Legal
Privacy & your data
What we collect, why we collect it, and how to make us stop. Plain English, no dark patterns — written so you can grasp it in five minutes.
Last updated: 9 June 2026
1. Who we are
Hello Amsterdam ("we", "us") is an independent editorial publication based in Amsterdam, the Netherlands. We are the data controller for the personal data processed via this website. Reach us at our contact page.
2. What we collect
- Account data — your name and email when you sign up (email/password, Google, or Apple), plus consent timestamps (privacy and optional marketing).
- Booking data — the service you book, date, time, party size, status, provider reference, and optional notes. Linked to your account, or to your email if you booked as a guest.
- Usage data — anonymised page views, referrer, country (city-level), device class. Aggregate only.
- Newsletter data — email address you submit voluntarily, plus open/click metadata.
- Contact data — anything you send us by email when you reach out.
- Cookies — consent state, age-verification (18+ for After Dark), and session cookies needed for sign-in.
3. Purposes & legal bases (GDPR)
- Contract (art. 6(1)(b)) — to create and operate your account, process your booking requests, and let you manage them in "My Amsterdam".
- Consent (art. 6(1)(a)) — analytics, non-essential cookies, and marketing emails.
- Legitimate interest (art. 6(1)(f)) — security, fraud and abuse prevention, basic anonymous usage measurement, and rate limiting on guest bookings.
- Legal obligation (art. 6(1)(c)) — keeping limited records to comply with applicable law.

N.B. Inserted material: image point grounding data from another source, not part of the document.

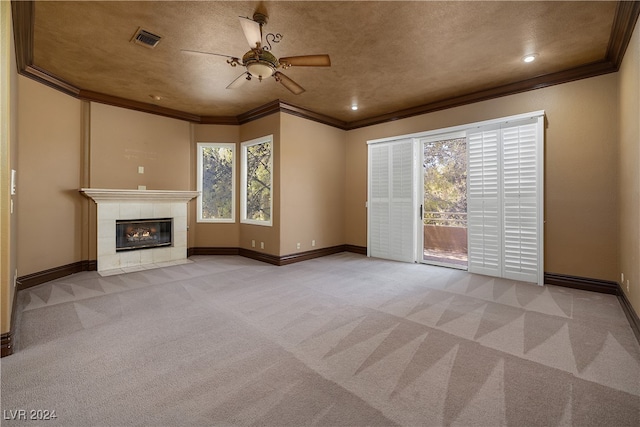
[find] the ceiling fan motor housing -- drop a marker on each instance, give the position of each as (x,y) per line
(260,64)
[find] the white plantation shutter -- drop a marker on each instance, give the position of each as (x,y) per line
(483,202)
(521,193)
(391,212)
(511,212)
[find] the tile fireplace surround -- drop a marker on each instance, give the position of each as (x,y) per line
(139,204)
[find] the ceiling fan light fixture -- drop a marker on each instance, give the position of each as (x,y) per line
(260,69)
(260,64)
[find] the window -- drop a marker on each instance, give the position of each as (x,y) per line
(216,182)
(257,181)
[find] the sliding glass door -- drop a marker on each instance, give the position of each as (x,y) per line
(470,197)
(444,201)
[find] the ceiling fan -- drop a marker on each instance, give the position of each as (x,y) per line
(260,62)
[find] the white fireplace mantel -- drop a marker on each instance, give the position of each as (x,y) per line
(102,195)
(114,205)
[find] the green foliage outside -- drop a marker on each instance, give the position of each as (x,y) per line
(259,182)
(445,183)
(217,182)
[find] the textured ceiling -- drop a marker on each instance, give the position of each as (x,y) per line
(386,55)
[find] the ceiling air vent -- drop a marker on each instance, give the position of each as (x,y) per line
(146,38)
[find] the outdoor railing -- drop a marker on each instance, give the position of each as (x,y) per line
(446,219)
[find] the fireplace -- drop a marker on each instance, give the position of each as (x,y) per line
(115,205)
(143,233)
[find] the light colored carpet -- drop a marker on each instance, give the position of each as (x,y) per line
(339,340)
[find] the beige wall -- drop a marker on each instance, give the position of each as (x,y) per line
(122,140)
(312,185)
(9,160)
(629,163)
(581,158)
(49,167)
(204,234)
(269,125)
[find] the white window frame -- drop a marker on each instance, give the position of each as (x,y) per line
(243,181)
(201,146)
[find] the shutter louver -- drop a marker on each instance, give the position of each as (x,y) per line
(520,202)
(391,201)
(504,201)
(483,203)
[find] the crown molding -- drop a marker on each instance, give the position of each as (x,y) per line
(624,21)
(626,16)
(88,95)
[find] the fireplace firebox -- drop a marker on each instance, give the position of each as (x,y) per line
(143,233)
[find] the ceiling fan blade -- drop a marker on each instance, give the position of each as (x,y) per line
(242,79)
(252,31)
(294,87)
(306,61)
(208,53)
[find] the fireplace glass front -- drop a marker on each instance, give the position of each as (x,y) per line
(143,233)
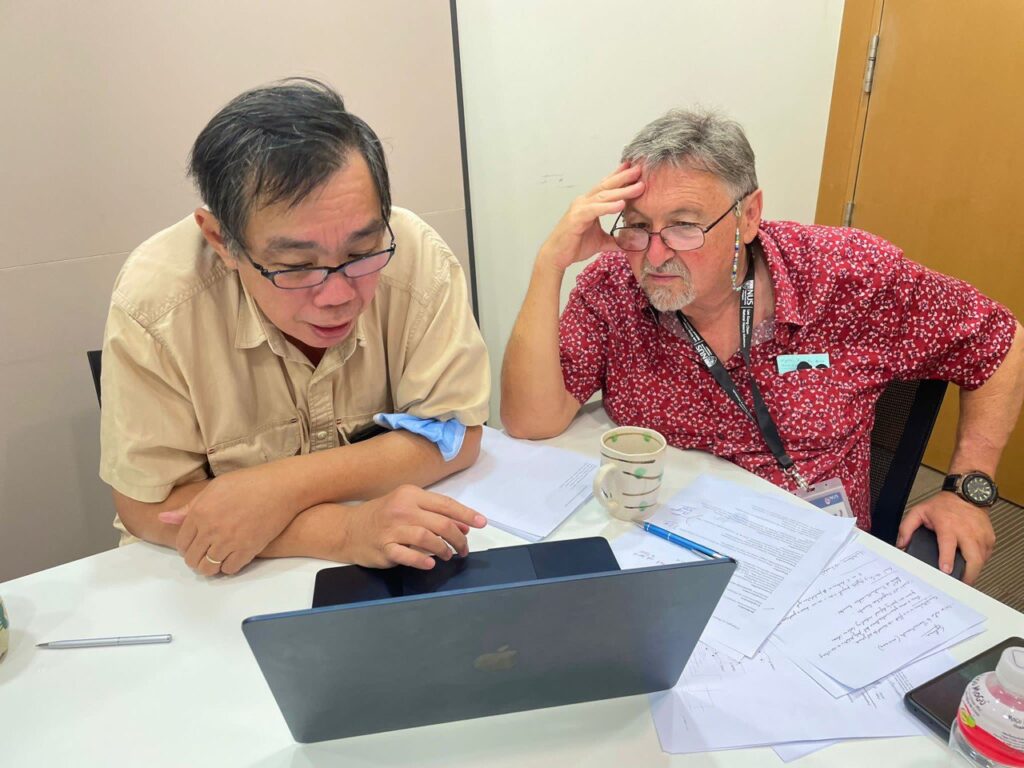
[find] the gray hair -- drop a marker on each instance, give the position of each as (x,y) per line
(701,139)
(279,142)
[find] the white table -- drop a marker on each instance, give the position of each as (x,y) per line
(202,699)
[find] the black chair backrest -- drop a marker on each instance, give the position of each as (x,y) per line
(904,416)
(95,365)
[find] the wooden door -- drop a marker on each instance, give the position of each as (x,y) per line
(932,158)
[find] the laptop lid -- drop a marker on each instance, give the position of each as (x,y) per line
(399,663)
(349,584)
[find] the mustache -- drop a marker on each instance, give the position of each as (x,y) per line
(669,267)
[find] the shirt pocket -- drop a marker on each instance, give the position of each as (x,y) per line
(814,410)
(278,439)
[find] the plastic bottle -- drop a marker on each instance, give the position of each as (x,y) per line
(989,726)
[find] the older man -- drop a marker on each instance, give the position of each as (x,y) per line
(764,342)
(253,348)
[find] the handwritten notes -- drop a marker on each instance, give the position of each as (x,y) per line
(865,617)
(721,702)
(522,487)
(780,547)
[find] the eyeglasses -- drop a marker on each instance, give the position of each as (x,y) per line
(677,237)
(310,276)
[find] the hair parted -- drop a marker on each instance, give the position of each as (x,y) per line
(279,142)
(697,138)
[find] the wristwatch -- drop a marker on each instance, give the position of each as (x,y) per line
(974,486)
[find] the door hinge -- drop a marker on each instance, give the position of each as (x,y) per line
(872,54)
(848,214)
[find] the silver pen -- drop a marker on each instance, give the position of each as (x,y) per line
(92,642)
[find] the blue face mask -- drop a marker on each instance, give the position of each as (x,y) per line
(446,435)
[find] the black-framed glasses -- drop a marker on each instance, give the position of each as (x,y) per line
(310,276)
(676,237)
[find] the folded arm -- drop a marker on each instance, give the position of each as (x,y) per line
(243,514)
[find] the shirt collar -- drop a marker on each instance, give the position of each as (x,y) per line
(786,303)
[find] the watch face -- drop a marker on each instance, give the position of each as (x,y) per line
(978,489)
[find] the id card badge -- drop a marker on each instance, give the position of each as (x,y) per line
(829,497)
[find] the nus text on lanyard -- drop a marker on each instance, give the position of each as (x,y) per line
(760,416)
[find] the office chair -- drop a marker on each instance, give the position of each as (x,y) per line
(904,416)
(95,364)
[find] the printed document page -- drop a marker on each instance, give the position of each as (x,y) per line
(780,548)
(520,486)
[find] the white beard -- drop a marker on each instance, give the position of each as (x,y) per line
(666,299)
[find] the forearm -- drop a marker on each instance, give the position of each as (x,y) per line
(140,517)
(371,468)
(318,531)
(535,402)
(989,413)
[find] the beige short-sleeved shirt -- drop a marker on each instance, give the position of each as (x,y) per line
(198,382)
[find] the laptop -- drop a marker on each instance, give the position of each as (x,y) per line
(500,631)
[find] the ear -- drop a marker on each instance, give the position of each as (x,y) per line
(210,226)
(751,218)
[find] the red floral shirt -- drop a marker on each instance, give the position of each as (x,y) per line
(879,315)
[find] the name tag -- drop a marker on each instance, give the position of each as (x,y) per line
(828,497)
(787,363)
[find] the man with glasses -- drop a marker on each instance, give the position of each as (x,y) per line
(764,342)
(253,349)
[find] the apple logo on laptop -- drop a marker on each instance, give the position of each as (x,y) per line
(503,658)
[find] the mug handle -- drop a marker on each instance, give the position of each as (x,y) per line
(602,495)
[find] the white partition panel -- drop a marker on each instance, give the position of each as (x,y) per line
(554,90)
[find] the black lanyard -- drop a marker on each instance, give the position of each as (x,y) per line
(760,416)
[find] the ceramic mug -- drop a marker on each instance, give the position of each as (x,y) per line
(630,476)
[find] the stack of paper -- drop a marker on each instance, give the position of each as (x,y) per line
(520,486)
(865,617)
(780,548)
(722,704)
(857,635)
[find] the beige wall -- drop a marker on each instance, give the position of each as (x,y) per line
(100,103)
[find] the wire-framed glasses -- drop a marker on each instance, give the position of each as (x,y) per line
(310,276)
(676,237)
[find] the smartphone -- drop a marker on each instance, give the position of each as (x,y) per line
(936,701)
(349,584)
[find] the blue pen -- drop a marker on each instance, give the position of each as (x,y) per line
(679,540)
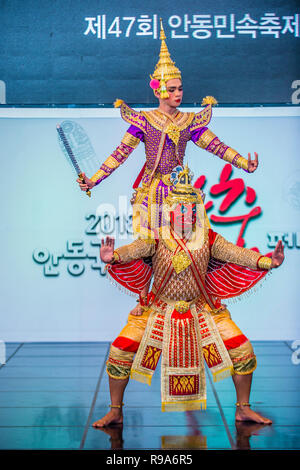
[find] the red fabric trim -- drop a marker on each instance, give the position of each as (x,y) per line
(211,237)
(126,344)
(235,342)
(139,177)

4. Third parties (processors & partners)
- Supabase (hosting, database, authentication) — EU region. Stores account, profile, booking and consent data on our behalf under a Data Processing Agreement.
- Resend (transactional email) — delivers sign-up confirmations, password resets and booking notifications.
- Booking partners — when you start a booking on a partner-powered listing, the relevant data (e.g. date, party size, contact) is shared with that partner so they can confirm the reservation. Examples include TheFork for restaurants and GetYourGuide for attractions. Their own privacy policies apply once you leave our site.
- Analytics provider — anonymised, aggregated traffic measurement.
We do not sell personal data. We only share what is necessary to perform the service.
5. Retention
- Account & profile: until you delete your account.
- Bookings: 24 months after the booking date, then deleted or anonymised.
- Consent timestamps: kept as long as the account exists, to prove the consent was given.
- Newsletter: until you unsubscribe.
- Analytics: 14 months. Contact emails: 24 months. Cookies: as described on the cookie policy.
6. Your rights
Under the GDPR you have the right to access, rectify, erase, restrict or port your data, and to object to processing or withdraw consent. From the My Amsterdam dashboard you can download all your data (JSON export) and permanently delete your account at any time. You can also email us and we will act within 30 days. You may complain to the Dutch DPA (Autoriteit Persoonsgegevens).
7. International transfers
Our primary infrastructure is located in the EU. Where a processor transfers data outside the EEA, we rely on the European Commission's Standard Contractual Clauses.
8. Changes
We update this policy when our practices change. The date at the top reflects the last revision.
In one line
Your data, your call — we keep only what we need, no longer.